I recently was asking about parsing IGES files using xtext, which included Hollerith strings in the specification. These strings are denoted by an int value, the number of characters, followed by a 'H' and then the string. To parse such tokens, you recommended I use a custom lexer. I was able to get decent parsing to work using this approach, but was curious if the way I am lexing is not optimal or recommended.

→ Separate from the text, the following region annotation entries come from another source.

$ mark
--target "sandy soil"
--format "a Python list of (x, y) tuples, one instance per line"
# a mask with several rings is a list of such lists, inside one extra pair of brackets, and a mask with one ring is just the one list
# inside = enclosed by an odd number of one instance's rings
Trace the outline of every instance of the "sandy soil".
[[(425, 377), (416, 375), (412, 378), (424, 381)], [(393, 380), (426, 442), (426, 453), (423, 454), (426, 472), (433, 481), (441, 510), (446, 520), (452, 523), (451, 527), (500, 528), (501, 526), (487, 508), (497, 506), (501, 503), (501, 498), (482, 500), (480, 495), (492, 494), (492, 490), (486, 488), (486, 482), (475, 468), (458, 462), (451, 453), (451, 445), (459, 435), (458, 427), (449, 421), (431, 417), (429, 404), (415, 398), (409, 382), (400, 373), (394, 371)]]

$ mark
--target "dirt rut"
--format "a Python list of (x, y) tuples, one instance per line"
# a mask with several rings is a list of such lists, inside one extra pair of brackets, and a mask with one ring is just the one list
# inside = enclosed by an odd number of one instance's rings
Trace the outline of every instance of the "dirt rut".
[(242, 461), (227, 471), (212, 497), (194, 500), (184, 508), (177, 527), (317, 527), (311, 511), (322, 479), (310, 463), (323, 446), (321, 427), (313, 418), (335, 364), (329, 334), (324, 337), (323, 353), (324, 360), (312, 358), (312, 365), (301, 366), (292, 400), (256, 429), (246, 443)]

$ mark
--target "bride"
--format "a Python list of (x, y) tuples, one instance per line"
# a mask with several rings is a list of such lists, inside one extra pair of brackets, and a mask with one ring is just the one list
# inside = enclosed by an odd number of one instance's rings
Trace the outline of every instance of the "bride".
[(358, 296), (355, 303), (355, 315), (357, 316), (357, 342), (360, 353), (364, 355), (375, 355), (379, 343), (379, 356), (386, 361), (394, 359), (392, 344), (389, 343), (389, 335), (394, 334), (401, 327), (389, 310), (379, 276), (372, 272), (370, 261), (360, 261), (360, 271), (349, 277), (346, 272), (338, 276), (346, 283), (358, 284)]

To handle a token like 9Hmy String, for example, I added a terminal rule in my grammar called HOLLERITH with this definition:
terminal HOLLERITH:
INT 'H' . ;
and then created a new CustomIGESLexer that extended the generated InternalIEGSLexer. I then overrode the mTokens() method to check for these Hollerith strings first before allowing the internal lexer to work for any other token. I was wondering if this is a good approach, because I do not want to write a completely unique lexer, I just want to provide custom lexing for the Hollerith strings. The code is something like this:
public void mTokens() throws RecognitionException {
if (isHollerith()) {
myRULE_HOLLERITH();
} else {
super.mTokens();
}
}
myRULE_HOLLERITH() {
try {
int _type = RULE_HOLLERITH;
int _channel = DEFUALT_TOKEN_CHANNEL;
//... get the token, match the characters with match()
state.type = _type;
state.channel = _channel;
} finally {
}
}
I tried to resemble the style of the internal lexer when creating the custom rules. The isHollerith() just checks for an int followed immediately by a 'H'
private boolean isHollerith() {
int index = 1;
int cur = input.LA(index);
// See if an int starts the string
while (cur >= '0' && cur <= '9') {
index++;
cur = input.LA(index);
}
// Followed by an 'H'
return index > 1 && cur == 'H';
}
This might be a terrible way to customize the lexer rules, but it works for now.
Thank you,
Kasper Gammeltoft
Oak Ridge National Lab,
Computer Science & Mathematics Division
Computer Science Research Group